Les attaques contre les Qing ne commencent réellement qu'environ vingt ans plus tard, en 1820. À cette époque, Jāhangīr Khoja, le fils de Sarimsaq, propose à Umar Khan, qui a remplacé Narbuta sur le trône de Khokand, de s'allier aux Āfāqī et de lancer une guerre sainte contre les Qing[18]. Umar rejette son offre, ce qui n’empêche pas Jāhangīr de partir seul à la conquête de Kachgar, avec pour seule armée une troupe de 300 soldats. Si les troupes de Jāhangīr affrontent bien celles des Qing, il doit mettre fin à l'expédition avant même d'atteindre les portes de la forteresse de Gulbagh, située près de Kachgar [19].

En 1825, Jāhangīr et ses hommes tendent une embuscade à un petit détachement chinois et tuent la plupart des soldats qui le composent. Cette petite victoire incite les membres des tribus locales à rallier les troupes de Jāhangīr, qui peu de temps après, attaque la ville de Kachgar. Il s'en empare et fait exécuter le gouverneur turc de la cité. Les effectifs des troupes chinoises affectées à la défense de la région sont trop faibles pour mettre fin aux troubles, qui se transforment en révolte générale dans les villes de Yengi Hisar, Yarkand et Hotan où des civils chinois, capturés à l'extérieur de la ville, sont tués[20].

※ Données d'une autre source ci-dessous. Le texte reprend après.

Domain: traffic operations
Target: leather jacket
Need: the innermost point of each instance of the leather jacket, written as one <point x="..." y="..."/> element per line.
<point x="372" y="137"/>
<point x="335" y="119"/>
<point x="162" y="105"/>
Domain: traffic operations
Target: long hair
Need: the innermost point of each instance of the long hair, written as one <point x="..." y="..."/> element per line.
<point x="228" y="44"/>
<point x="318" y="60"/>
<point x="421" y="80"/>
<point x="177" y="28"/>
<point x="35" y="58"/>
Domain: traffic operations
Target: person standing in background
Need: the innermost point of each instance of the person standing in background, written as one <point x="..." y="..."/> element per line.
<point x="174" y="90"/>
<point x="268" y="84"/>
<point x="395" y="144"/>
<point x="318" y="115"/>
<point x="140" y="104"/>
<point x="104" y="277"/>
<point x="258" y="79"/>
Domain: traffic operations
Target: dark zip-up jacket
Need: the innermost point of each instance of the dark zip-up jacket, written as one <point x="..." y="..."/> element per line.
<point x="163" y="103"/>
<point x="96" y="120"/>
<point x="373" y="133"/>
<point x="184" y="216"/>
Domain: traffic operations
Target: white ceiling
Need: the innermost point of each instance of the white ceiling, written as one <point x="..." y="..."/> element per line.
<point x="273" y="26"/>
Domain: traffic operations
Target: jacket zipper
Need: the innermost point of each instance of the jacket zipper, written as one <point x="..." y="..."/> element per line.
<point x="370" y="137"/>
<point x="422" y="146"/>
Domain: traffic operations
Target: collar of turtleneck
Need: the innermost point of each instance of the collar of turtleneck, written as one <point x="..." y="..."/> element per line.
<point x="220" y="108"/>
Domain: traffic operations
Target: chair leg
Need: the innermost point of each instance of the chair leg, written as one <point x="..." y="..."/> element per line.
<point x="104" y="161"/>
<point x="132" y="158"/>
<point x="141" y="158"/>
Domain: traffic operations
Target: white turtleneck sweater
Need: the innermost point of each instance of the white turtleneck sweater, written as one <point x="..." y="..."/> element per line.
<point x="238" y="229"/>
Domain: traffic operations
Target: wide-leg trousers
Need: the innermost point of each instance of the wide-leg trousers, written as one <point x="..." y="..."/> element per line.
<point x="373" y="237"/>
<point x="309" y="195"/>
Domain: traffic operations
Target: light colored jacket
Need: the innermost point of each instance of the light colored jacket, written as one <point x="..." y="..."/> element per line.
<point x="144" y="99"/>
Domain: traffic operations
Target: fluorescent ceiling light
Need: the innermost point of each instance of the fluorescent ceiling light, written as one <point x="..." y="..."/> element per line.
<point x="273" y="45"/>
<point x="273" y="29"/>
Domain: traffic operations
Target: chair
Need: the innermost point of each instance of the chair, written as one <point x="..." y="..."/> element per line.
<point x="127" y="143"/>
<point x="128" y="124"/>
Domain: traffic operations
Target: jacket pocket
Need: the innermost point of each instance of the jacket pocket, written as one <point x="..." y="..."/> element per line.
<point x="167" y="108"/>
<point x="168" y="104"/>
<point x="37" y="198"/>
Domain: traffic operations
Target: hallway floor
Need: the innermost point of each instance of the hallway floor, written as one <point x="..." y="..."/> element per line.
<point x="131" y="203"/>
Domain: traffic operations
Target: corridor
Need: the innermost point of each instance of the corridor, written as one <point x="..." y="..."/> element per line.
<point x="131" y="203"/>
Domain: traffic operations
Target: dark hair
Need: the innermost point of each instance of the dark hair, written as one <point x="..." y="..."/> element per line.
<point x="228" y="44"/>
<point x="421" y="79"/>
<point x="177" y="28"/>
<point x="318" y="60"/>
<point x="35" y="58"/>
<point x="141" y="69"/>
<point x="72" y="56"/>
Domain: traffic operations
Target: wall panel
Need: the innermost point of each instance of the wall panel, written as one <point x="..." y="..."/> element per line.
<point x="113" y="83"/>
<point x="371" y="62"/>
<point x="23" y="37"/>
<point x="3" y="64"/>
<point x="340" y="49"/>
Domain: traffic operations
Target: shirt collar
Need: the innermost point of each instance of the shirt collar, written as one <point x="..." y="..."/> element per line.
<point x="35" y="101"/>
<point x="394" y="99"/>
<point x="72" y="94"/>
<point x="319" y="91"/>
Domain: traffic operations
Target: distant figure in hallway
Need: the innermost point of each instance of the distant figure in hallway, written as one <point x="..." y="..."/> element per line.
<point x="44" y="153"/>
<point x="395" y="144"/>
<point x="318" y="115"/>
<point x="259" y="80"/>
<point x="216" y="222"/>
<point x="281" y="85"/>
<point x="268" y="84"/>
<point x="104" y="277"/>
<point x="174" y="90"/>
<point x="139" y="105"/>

En 1826, Jāhangīr rassemble une nouvelle troupe armée composée de Kirghizes, de Kasghariens et de volontaires Khokandiens. Avec ses nouveaux soldats, il planifie une nouvelle attaque contre Kachgar, qu'il lance durant l'été de la même année. La ville tombe et Jāhangīr commence à assiéger la forteresse de Gulbagh. Comme l'année précédente, les victoires des Āfāqī Khoja déclenchent une rébellion générale.

Mais pour contrer l'attaque des Āfāqī, les Qing peuvent compter sur le soutien des marchands Hui ainsi que les Ishāqi Khojas qui s'opposent à la "débauche" et au "pillage" des Āfāqī de Jāhangīr[21],[22]. Les Dounganes aident également les Qing, en s'enrôlant dans l'Armée de l'Étendard Vert et en intégrant les milices marchandes qui participent à la défense de Kachgar et Yarkand[23].

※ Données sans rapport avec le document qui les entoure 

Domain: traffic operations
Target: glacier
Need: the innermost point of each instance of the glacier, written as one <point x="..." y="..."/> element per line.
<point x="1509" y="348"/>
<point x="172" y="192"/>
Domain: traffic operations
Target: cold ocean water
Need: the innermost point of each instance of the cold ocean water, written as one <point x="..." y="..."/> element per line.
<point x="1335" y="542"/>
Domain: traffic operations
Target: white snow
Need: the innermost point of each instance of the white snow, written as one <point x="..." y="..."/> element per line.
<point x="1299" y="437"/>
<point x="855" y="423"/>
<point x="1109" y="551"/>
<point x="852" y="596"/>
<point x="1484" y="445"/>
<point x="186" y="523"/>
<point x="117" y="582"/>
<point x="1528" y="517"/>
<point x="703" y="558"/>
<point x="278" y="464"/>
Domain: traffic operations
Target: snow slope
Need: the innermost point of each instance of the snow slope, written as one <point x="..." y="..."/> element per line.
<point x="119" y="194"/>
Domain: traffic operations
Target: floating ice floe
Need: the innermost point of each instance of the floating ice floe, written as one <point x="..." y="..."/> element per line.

Pendant ce temps, Madali Khan, le successeur d'Umar Khan, observe la situation et prend la décision de rejoindre la guerre sainte et soutenir Jāhangīr, afin de protéger les intérêts commerciaux Khokandiens dans la région. Ainsi, lorsque Jāhangīr demande de l'aide pour s'emparer de la forteresse de Gulbagh, Madali Khan arrive personnellement, à la tête d'une armée de 10 000. Après avoir participé aux combats pendant 12 jours, Madali rentre chez lui en laissant sur place un détachement de soldats Kokandiens, dont il confie le commandement à Jāhangīr. Le 27 août, une fois les réserves de nourritures des soldats Qing totalement épuisées, la forteresse de Gulbagh tombe entre les mains de Jāhangīr. Cet été là, il réussit également à s'emparer des villes de Yengi Hisar, Yarkand et Hotan[24].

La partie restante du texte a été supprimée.